I need to locate and extract a specific web element from a webpage. The challenge is that I cannot rely on selectors (e.g., CSS or XPath) since I don’t know the exact HTML structure of the page in advance. Instead, I can describe the target element, such as: it should be a div
, table
, list
, or grid
containing a structured set of items that represent users, participants etc - some kind of catalog.
For simpler pages, I’ve successfully used the FirecrawlScrapeWebsiteTool to scrape the entire page content and passed the output to a second agent. This agent could locate the element based on my description.
However, this approach fails on larger pages where the HTML content is massive (thousands of lines). Such large content often exceeds the context window size for processing, making it impractical.
I’ve tried several tools, including:
- WebsiteSearchTool
- SeleniumScrapingTool
- ScrapeWebsiteTool
- FirecrawlScrapeWebsiteTool
But none have consistently succeeded in efficiently locating the element.
I attempted to save the HTML markup of the page to a local file and read it using the FileReadTool. My plan was to process the saved HTML file to locate the desired web element. However, I encountered this recurring error:
File reading error: 'charmap' codec can't decode byte 0x98 in position ...

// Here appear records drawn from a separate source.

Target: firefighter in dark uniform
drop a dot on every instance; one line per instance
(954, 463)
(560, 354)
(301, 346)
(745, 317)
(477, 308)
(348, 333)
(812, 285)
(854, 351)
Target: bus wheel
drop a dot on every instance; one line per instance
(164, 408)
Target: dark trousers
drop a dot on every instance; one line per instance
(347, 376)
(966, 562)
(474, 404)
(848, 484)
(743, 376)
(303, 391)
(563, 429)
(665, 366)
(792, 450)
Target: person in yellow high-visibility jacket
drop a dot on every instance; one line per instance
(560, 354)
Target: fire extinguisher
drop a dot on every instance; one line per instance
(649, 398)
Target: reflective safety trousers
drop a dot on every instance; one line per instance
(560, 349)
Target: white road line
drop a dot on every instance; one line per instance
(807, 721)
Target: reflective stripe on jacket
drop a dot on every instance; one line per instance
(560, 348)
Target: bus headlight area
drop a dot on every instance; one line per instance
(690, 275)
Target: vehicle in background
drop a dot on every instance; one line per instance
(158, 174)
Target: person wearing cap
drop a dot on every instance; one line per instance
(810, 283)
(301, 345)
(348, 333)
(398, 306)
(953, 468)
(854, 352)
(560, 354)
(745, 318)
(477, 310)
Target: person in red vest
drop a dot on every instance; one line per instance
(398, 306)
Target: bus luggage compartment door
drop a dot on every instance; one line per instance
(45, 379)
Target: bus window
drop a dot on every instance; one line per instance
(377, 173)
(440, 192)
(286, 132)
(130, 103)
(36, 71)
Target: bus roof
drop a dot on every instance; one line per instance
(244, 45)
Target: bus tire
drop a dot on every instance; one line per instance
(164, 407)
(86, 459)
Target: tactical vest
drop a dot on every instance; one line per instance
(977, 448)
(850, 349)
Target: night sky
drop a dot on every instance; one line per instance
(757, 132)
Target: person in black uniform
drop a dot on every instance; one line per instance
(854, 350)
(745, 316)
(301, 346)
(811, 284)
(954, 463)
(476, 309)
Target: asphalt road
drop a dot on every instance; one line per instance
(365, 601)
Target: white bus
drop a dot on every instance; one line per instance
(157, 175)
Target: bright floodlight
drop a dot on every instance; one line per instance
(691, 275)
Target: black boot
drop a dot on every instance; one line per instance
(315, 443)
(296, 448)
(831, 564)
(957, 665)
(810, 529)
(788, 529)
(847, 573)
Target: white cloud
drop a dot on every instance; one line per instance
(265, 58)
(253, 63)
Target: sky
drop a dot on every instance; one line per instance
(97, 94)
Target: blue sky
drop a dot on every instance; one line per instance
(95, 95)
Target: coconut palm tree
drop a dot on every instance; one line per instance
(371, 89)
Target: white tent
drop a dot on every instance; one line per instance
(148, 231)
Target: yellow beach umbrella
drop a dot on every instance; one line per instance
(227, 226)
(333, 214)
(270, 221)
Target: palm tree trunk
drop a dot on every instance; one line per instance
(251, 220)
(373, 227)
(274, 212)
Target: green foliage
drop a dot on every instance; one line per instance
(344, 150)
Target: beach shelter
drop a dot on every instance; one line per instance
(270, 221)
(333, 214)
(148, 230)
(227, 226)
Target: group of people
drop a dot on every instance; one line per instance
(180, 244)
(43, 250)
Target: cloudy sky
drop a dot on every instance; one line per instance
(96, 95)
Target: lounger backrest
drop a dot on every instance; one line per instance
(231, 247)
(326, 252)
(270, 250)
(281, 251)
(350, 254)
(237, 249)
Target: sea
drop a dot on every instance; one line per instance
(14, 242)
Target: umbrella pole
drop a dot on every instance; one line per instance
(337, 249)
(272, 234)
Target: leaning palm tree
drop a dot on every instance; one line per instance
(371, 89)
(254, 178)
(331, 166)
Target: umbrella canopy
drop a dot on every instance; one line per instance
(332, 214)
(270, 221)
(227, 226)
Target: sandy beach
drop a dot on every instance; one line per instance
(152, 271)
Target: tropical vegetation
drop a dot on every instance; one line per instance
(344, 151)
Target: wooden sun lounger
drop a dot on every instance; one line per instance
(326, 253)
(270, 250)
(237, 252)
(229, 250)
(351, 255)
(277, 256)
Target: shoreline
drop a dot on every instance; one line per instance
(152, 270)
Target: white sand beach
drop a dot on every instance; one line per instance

This probably suggests the FileReadTool is unable to properly decode the saved HTML file, likely due to encoding issues.
So I would appreciate if someone, who already solved similar problems will suggest:
- What’s the most efficient way to solve my task?
- Should I focus on locating the element directly on the page in real-time, possibly using a tool that can interpret the page dynamically?
- If saving the HTML and processing it offline is the better approach, what tool can I use to accurately read and process the HTML file?